I was confused to Tom McCourt's purpose in his Aug 10 conversation with Uncle Spud in The Wasatch Behind: "Tit for Tat War Memorials" (Sun Advocate).

Was he advocating intolerance and incivility in our national laws that we deny the construction of the Islamic cultural center in New York close to Ground Zero, or was he criticizing their laws as intolerant, prejudiced and bigoted? Or was he subtly affirming his gratitude for the laws of our land that insure liberty for him and well as others? It was hard to tell at first.

Thank goodness our government cannot disallow this center to be built two blocks away from Ground Zero. After all, it is private property, and they have the indisputable right to build there. Yes, this idea is deeply insensitive to Americans, yet it is lawful. And aren't we're still a lawful land?

Uncle Spud may question the wisdom of this plan, but he can't deny the right thereof. Thank goodness our government cannot randomly reject any lawful construction. If our government forbids this facility to be built today, then tomorrow it could forbid a Jewish synagogue or a Catholic cathedral or a LDS temple to be built. What a slippery slope that could become! We have laws to follow, thank goodness.
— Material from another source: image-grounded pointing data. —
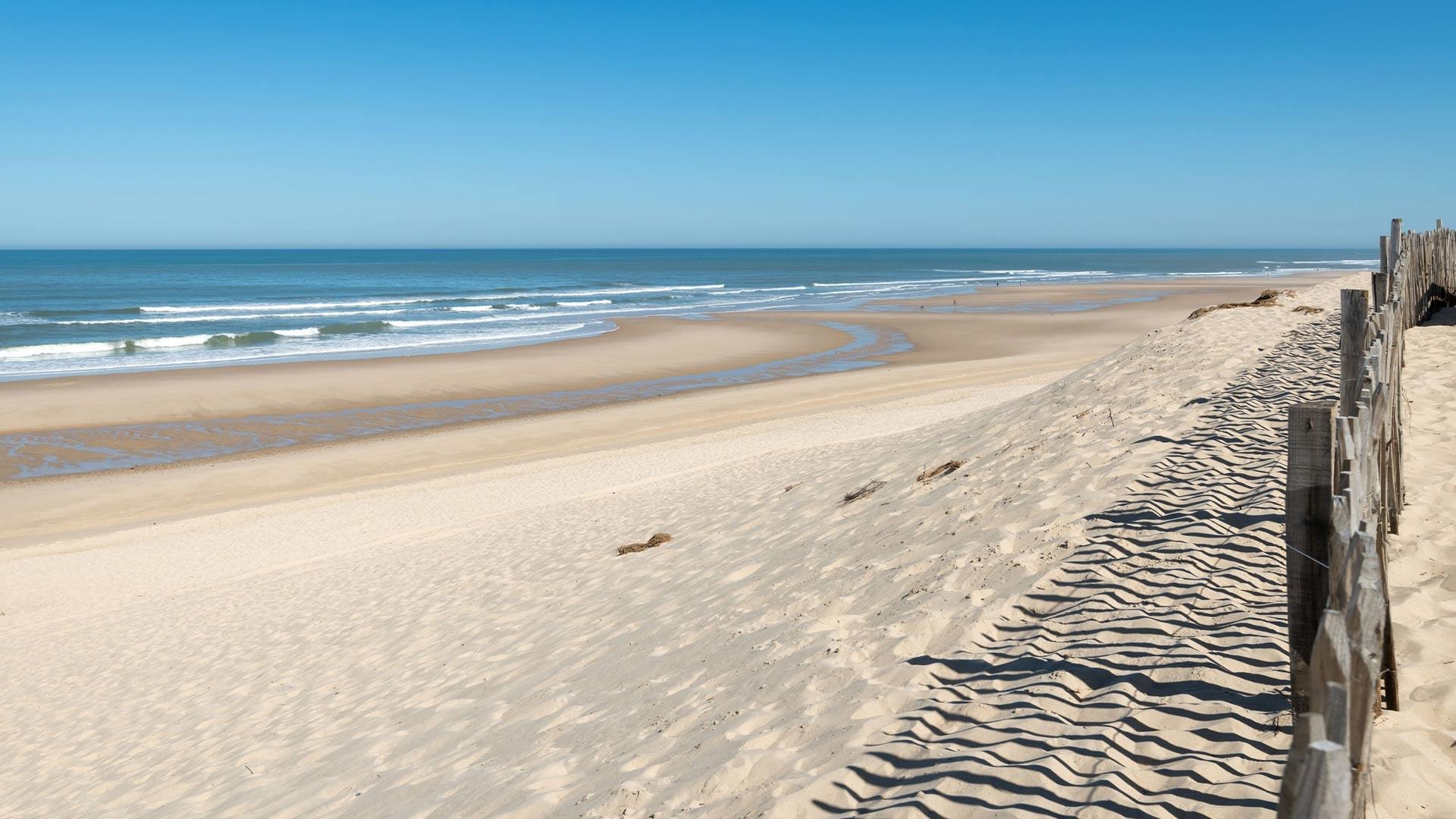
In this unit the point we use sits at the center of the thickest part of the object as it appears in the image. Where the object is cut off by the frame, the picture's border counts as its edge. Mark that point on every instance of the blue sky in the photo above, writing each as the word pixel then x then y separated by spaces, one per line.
pixel 731 124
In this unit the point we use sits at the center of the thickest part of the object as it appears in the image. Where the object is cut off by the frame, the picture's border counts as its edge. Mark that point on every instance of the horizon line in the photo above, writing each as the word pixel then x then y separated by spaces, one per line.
pixel 382 248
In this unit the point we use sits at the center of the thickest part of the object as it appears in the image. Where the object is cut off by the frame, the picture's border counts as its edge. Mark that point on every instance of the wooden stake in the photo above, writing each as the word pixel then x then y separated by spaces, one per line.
pixel 1354 309
pixel 1307 534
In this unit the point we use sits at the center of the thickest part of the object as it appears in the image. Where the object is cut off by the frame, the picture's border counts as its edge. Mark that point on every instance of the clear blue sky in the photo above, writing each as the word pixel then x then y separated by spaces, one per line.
pixel 730 124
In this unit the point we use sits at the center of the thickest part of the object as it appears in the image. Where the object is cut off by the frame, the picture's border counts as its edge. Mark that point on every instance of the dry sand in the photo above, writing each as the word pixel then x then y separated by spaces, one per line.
pixel 1087 617
pixel 1414 749
pixel 999 347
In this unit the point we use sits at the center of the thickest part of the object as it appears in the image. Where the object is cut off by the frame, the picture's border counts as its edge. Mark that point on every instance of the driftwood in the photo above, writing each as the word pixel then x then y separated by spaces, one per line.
pixel 651 544
pixel 1345 496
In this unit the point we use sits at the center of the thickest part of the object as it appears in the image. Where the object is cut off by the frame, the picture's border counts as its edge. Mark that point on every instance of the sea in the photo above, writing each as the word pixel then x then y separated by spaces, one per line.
pixel 77 312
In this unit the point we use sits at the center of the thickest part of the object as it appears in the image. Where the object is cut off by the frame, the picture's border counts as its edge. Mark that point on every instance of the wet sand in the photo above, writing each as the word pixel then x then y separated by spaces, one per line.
pixel 1090 592
pixel 952 350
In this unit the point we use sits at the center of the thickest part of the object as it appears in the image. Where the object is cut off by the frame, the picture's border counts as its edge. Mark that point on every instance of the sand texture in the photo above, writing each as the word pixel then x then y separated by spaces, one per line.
pixel 1414 749
pixel 1084 618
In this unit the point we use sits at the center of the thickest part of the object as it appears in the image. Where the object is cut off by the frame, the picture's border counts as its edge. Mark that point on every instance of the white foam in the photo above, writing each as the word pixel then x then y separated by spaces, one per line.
pixel 235 316
pixel 902 283
pixel 1335 261
pixel 92 347
pixel 283 306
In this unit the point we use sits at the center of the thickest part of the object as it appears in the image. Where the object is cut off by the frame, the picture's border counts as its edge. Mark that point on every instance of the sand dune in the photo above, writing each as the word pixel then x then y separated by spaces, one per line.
pixel 1085 617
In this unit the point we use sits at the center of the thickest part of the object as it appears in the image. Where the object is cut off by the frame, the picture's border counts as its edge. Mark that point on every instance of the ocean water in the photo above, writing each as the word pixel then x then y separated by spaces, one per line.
pixel 72 312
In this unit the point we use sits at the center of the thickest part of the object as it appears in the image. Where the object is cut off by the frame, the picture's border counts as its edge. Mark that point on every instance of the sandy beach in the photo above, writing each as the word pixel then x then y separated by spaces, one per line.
pixel 1414 752
pixel 951 352
pixel 456 632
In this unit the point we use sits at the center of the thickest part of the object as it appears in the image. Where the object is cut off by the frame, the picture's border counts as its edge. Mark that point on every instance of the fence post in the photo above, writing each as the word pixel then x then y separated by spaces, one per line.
pixel 1307 534
pixel 1354 309
pixel 1381 281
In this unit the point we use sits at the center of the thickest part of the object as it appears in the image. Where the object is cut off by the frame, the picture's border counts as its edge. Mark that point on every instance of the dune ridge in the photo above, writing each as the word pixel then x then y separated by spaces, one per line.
pixel 475 645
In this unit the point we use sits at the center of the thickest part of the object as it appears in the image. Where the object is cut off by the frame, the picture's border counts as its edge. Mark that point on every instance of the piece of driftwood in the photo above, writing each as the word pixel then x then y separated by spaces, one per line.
pixel 651 544
pixel 862 493
pixel 940 471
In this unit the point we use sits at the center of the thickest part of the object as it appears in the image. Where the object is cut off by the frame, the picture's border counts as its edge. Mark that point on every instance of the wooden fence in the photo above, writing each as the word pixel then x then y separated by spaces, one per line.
pixel 1343 497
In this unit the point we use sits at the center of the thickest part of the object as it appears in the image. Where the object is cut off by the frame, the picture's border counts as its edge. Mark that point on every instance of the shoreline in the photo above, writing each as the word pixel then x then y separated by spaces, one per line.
pixel 999 347
pixel 476 635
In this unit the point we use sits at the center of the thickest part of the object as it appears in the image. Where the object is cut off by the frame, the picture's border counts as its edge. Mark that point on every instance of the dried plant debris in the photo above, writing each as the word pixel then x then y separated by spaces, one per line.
pixel 862 491
pixel 1267 299
pixel 940 471
pixel 651 544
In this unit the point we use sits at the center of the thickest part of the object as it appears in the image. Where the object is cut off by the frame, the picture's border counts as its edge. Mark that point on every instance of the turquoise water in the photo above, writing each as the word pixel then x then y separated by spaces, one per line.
pixel 69 312
pixel 98 449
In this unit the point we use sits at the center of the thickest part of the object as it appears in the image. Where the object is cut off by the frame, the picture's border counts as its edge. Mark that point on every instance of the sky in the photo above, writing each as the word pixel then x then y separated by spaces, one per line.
pixel 721 124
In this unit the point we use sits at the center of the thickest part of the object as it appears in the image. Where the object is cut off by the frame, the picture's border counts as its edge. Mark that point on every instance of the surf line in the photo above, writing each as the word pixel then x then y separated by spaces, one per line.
pixel 101 449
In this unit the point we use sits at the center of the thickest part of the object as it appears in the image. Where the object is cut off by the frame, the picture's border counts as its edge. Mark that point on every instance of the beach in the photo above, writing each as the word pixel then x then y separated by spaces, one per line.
pixel 951 350
pixel 440 623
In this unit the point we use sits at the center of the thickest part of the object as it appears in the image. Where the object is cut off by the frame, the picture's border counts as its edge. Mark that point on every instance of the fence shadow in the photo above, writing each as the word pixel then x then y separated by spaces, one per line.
pixel 1147 673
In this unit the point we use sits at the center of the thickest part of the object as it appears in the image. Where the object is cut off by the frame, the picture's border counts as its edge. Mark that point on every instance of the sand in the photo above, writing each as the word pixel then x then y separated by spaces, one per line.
pixel 1001 349
pixel 1414 749
pixel 1087 615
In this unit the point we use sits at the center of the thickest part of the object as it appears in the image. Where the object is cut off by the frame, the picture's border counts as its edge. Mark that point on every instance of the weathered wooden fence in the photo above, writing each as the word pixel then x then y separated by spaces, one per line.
pixel 1343 497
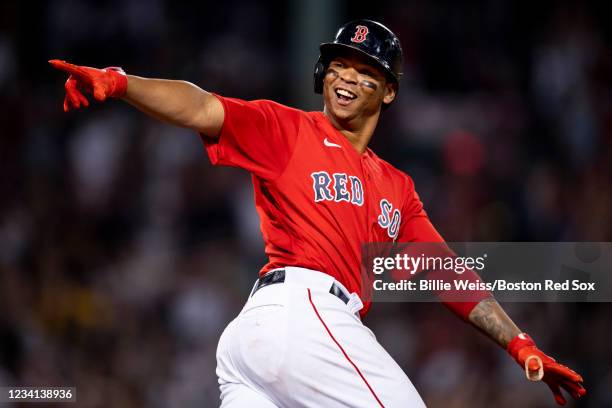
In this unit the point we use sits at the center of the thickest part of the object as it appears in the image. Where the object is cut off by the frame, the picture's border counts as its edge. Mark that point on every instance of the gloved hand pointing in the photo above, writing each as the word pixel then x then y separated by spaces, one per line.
pixel 104 83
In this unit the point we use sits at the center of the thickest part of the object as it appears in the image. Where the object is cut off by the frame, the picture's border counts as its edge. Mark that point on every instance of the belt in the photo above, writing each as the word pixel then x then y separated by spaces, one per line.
pixel 278 276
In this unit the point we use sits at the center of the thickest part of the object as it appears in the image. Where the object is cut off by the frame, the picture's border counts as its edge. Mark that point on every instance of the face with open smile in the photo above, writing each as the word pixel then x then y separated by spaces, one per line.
pixel 355 89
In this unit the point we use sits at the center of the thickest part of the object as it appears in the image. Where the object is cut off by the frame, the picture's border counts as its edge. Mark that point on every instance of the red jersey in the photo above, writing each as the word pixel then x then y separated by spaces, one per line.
pixel 318 198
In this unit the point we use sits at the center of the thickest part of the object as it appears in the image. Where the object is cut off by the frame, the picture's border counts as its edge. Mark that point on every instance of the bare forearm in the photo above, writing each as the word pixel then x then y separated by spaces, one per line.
pixel 492 320
pixel 179 103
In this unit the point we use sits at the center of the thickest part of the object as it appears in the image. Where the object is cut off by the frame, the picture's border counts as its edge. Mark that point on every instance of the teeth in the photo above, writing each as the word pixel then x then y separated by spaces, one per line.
pixel 345 93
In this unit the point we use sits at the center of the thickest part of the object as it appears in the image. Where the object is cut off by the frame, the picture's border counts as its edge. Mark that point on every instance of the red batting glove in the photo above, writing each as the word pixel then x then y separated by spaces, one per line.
pixel 538 366
pixel 104 83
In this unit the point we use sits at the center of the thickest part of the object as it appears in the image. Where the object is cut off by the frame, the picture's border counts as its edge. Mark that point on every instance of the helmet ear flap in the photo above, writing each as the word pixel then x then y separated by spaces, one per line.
pixel 319 75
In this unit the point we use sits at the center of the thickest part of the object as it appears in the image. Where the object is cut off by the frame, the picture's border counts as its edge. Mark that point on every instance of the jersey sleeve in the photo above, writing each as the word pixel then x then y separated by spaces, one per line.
pixel 258 136
pixel 415 225
pixel 417 228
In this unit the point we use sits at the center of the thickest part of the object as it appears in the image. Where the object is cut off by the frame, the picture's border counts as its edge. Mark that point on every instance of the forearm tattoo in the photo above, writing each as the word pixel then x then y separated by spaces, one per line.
pixel 490 318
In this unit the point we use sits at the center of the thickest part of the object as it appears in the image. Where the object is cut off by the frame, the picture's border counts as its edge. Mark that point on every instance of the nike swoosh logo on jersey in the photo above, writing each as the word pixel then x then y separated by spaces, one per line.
pixel 330 144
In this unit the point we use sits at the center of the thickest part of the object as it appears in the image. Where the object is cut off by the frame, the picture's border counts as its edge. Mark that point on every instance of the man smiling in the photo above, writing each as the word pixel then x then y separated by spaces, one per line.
pixel 320 193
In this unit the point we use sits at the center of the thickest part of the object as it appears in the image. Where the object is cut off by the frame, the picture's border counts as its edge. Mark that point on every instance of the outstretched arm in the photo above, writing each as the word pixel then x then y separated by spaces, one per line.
pixel 490 318
pixel 176 102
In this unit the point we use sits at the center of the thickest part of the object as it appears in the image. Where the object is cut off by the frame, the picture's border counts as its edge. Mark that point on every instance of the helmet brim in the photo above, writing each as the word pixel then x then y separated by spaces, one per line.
pixel 331 49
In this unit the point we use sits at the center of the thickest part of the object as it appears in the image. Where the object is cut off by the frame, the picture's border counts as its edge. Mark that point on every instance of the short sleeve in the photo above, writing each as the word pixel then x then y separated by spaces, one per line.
pixel 258 136
pixel 415 226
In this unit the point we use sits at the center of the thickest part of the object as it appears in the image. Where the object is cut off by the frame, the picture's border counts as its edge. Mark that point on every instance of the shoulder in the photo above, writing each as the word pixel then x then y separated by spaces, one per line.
pixel 396 175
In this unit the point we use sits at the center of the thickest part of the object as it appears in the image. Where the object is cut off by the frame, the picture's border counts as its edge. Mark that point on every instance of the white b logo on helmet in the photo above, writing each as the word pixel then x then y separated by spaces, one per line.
pixel 361 32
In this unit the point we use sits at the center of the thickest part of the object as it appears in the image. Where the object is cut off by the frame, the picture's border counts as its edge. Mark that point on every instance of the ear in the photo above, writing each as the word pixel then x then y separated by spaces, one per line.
pixel 390 92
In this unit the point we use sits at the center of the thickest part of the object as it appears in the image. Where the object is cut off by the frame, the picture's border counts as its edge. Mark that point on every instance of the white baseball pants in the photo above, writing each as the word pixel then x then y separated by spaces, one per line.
pixel 296 345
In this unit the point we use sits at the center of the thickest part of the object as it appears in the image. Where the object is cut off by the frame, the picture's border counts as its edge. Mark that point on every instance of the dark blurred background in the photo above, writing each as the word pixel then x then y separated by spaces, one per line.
pixel 123 253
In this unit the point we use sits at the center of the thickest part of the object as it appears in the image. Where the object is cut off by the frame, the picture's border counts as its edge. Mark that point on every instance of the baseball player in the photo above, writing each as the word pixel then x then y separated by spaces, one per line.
pixel 320 193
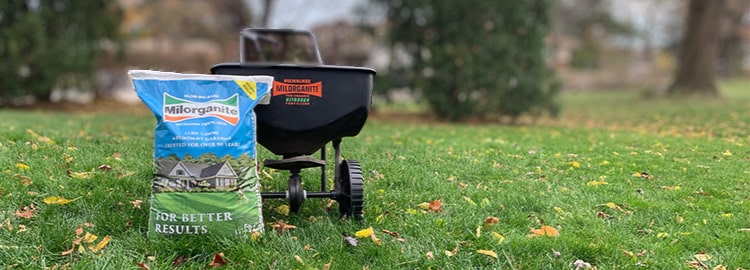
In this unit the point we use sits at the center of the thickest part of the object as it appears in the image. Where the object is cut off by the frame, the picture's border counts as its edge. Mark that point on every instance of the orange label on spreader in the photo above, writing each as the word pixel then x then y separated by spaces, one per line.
pixel 297 87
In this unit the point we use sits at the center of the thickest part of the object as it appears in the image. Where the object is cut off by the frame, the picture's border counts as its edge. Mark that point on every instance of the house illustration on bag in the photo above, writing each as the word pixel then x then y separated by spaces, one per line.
pixel 185 176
This controversy has nothing to do with us being "good people" or "kissing up." It is simply the law. If Uncle Spud boils at the thought of a Muslim facility being constructed two blocks away from Ground Zero, then he needs to get the First Amendment changed by using our political processes. That's the way to resolve this heated issue, not by becoming vengeful and spiteful, wanting "tit for tat." Uncle Spud's plan only results in intensifying the hate and distrust already brewing among Americans.

Too, we have not been conquered as Uncle Spud states. Westill go about our daily lives, working and living in our communities all over America, enjoying our many liberties. And political correctness hasn't trumped common sense either; it is liberty in real time that is at work. If we expect our liberties to be realized, then we must allow others their liberties even if it's distasteful to us. We can't have our cake and eat it, too.

In addition, allowing the construction of this center does not make us a pathetic, gutless people. Rather, it makes us a strong, unified law-abiding nation, genuinely respecting the laws of our land and the liberties of others who live along side us, though different from us religiously and culturally. Regardless of the mean-spirited venom we hear and read in the media, there is room for everyone; we can live peacefully side by side in spite of our differences.

I know Uncle Spud enjoys his abundant American liberties and prefers them to the few in Saudi Arabia and Kuwait, and in his heated state last week, he simply became confused.